Louis Vuitton: la campagna per i 130 anni del Monogram

da | FASHION

Un nuovo capitolo tra heritage e contemporaneità

Louis Vuitton continua il suo tributo al Monogram celebrandone i 130 anni con una nuova campagna che unisce visione creativa e memoria storica. Catturata dall’obiettivo di Glen Luchford e diretta da Roman Coppola, la campagna racconta le interpretazioni personali di celebrità internazionali, Ambassador della Maison e Friends of the House. Prima fra tutte, Zendaya.
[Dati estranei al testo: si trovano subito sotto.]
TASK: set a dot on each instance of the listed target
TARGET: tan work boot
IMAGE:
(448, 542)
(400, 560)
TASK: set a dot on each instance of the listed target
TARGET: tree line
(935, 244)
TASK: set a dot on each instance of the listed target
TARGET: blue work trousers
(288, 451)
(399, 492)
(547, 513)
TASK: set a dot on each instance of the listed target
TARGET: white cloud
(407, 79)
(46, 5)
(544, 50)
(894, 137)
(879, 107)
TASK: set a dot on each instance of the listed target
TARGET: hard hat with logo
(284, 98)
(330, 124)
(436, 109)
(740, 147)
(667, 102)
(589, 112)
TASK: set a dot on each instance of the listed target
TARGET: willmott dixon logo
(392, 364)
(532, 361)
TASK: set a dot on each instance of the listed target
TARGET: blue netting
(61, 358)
Ogni protagonista rivela un legame profondo con le proprie icone Monogram, vissute non come semplici accessori ma come compagne di viaggio, custodi di storie e simboli di un’eredità destinata a durare nel tempo.
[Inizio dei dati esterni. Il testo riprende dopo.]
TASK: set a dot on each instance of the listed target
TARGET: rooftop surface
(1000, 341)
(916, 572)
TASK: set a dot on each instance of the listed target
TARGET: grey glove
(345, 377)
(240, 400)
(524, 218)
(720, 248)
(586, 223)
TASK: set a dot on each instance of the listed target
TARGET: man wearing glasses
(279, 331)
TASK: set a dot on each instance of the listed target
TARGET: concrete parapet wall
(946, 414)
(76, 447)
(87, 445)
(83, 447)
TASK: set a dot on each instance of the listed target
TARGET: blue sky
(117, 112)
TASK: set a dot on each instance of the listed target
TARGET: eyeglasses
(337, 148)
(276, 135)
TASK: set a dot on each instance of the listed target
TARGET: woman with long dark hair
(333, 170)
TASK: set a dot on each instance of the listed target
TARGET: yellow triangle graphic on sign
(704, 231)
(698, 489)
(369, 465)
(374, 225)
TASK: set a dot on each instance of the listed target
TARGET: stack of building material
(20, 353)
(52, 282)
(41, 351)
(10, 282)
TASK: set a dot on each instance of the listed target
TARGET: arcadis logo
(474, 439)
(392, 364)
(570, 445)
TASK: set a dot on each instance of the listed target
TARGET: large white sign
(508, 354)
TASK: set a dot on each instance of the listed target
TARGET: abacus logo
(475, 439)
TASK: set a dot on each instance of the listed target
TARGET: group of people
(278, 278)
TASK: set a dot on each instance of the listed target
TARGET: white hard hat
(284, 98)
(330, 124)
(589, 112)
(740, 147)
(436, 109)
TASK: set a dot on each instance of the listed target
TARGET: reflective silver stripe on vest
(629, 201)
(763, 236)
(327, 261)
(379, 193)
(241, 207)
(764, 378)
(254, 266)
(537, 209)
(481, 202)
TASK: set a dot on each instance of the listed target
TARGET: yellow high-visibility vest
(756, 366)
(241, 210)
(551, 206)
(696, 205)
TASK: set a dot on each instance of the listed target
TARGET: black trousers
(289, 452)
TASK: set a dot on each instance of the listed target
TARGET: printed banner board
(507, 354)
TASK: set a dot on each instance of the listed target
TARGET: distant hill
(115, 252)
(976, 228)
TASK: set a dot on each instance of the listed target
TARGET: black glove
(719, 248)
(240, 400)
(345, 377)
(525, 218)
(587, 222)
Il Monogram come eredità che attraversa le generazioni

Le borse Monogram incarnano un patrimonio che si tramanda con naturalezza, attraversando epoche e generazioni con grazia e resistenza. Pensate per durare, queste creazioni raccolgono ricordi, esperienze e segni del vissuto, trasformandosi in oggetti carichi di valore emotivo oltre che estetico. Il Monogram diventa così una firma culturale, capace di adattarsi ai cambiamenti senza perdere la propria identità.

3

Zendaya interpreta la Speedy, simbolo di libertà

Nella campagna, l’Ambassador della Maison Zendaya dà vita alla Speedy, borsa nata nei primi anni Trenta come espressione di modernità e libertà di movimento. Originariamente concepita come bagaglio morbido compatto e versatile, la Speedy si distingue per la sua forma flessibile, l’ampia chiusura a zip e le maniglie iconiche, elementi che hanno catturato lo spirito di una generazione in continuo movimento. Rivestita in tela Monogram dal 1959, si è evoluta diventando una tela per l’espressione artistica, dai graffiti audaci alle reinterpretazioni cromatiche, riflettendo lo stile di vita dinamico di Zendaya.

lv

Catherine Deneuve e Liu Yifei: eleganza e poesia

Catherine Deneuve racconta il suo legame con l’Alma, una borsa che rispecchia la sua eleganza parigina e il suo fascino senza tempo. Introdotta nel 1992 e radicata nella linea Squire ispirata all’Art Déco, l’Alma unisce rigore architettonico e raffinatezza attraverso i manici Toron arrotondati, la base curva e la tela Monogram. Liu Yifei celebra invece il Noé, creato nel 1932 per trasportare bottiglie di champagne. La sua silhouette morbida, la chiusura a coulisse e la leggerezza dei materiali trasformano la funzionalità in poesia, esprimendo indipendenza, creatività e spirito libero.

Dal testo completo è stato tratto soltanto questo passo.